Getting automated decisions you can trust is a big challenge. If automated decisions are always subject to review, then cost savings aren’t being realised. Loans will take longer to turn around. Consequently, members become dissatisfied. Furthermore, automation needs to ensure applicants get a fair hearing.
The latest version of our decision engine delivers a greater proportion of auto accepts than ever before
That’s because we’ve looked at £100m of credit union loan applications. Final accept, refer or decline decisions were compared to automated recommendations. Applicants’ credit profiles were assessed against the risk appetite of 20 lenders.
As a result, we are now better able to understand the thresholds for negative indicators, including missed payments, defaults and County Court Judgments. The value of CCJs and defaults is important. So is when they were issued. And nor are all defaults the same.
Furthermore, there are good missed payments. (Where an applicant has recovered, financially and cleared arrears). And bad missed payments. (Where arrears are accumulating and heading towards a default). It is important to distinguish between the two.
A common approach to common challenges
There is remarkable consistency between responsible lenders. Approaches to assessing credit risk are broadly similar.
Importantly, a common approach suggests common problems.
Financial exclusion manifests itself in particular ways on a credit record. Responsible lenders, set up to tackle financial exclusion, have adopted lending policies to meet this ongoing reality.
For example, a low credit score might be due to demographic factors. Renting rather than owning your home. Not re-registering for the electoral roll. Moving around a lot. All these make it harder to get credit. When it’s hard to borrow, millions turn to high-cost short term credit.

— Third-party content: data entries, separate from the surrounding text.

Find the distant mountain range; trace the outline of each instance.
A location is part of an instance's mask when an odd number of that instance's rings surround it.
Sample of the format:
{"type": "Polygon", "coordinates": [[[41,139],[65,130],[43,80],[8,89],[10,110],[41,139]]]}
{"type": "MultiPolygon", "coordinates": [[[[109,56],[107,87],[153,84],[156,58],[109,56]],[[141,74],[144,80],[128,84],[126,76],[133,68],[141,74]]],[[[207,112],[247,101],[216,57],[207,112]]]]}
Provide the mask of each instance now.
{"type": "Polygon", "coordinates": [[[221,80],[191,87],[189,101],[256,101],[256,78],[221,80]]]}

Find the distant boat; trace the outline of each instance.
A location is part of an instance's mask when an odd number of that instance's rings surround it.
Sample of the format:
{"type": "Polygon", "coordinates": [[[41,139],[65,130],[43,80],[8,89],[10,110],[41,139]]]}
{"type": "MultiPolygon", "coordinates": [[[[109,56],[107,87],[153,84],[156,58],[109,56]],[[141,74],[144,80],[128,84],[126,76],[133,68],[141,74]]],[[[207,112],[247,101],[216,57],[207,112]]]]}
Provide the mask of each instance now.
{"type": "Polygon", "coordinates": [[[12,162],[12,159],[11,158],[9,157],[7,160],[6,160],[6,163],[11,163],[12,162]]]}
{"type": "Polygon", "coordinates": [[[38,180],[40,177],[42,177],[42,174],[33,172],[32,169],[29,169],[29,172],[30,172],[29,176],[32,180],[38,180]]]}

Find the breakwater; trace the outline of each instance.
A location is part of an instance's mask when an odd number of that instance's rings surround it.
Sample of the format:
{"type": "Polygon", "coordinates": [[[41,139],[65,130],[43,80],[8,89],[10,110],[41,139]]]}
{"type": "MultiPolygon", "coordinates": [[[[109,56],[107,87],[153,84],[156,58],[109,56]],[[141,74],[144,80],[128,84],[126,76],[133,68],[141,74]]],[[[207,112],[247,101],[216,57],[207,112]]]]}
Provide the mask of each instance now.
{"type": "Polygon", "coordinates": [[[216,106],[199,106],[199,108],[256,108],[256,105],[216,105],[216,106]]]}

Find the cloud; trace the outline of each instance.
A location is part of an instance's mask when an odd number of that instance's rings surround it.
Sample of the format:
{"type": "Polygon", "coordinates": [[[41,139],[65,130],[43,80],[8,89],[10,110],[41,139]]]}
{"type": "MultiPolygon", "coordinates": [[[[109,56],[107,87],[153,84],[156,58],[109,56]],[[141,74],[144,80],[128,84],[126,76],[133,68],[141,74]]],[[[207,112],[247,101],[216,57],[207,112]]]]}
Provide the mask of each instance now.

High interest means unaffordable payments. Instalments are missed. Knock on effects include not making a payment on water, gas and electricity. Collection departments in subprime lenders often shout the loudest. It’s no wonder that people get behind on utility bills. Of course, this sends a credit score even lower. And the cycle repeats itself.
Responsible lenders understand the financial struggle facing low-income households. Because of this, a fairer approach to lending is provided. It has to be. Without responsible lenders, many people’s situations would spiral out of control. Consequently, this leads to increased costs for borrowers and wider society (e.g. poor health outcomes).
Decision engine 2.0: big benefits
NestEgg’s decision engine caters for all risk types. It is flexible enough to fairly assess loan applications from the financially excluded.
We’ve learnt from our clients and their borrowers and are excited to be launching decision engine 2.0. It’s a big upgrade. Four new clients went live this next week. Benefits include:
- Granular rules enabling you to set value and recency limits for when defaults or CCJs are referred or declined. There are lots of options for credit score cut offs, treatment of insolvencies and other missed payments.
- Four lending risk levels are available, based on the value of a loan application.
- Choose strategies according to product e.g. revolving credit, homeowner and consolidation loans
- Change rules really easily.
- Best in class affordability assessments that work well for those on lower incomes and the better off.
- Open Banking data to complement bureau information.
- Built in e-signatures.
- Open API for back office and web front end integrations.
Grow your loan book
With 25 years’ experience in money advice and credit union lending operations, NestEgg has the experience to help you fine tune your lending strategy.
Our software makes it really easy for people to get accepted for affordable credit so you can grow your loan book. Critically as the launch of decision engine 2.0 shows, we are constantly upgrading and improving.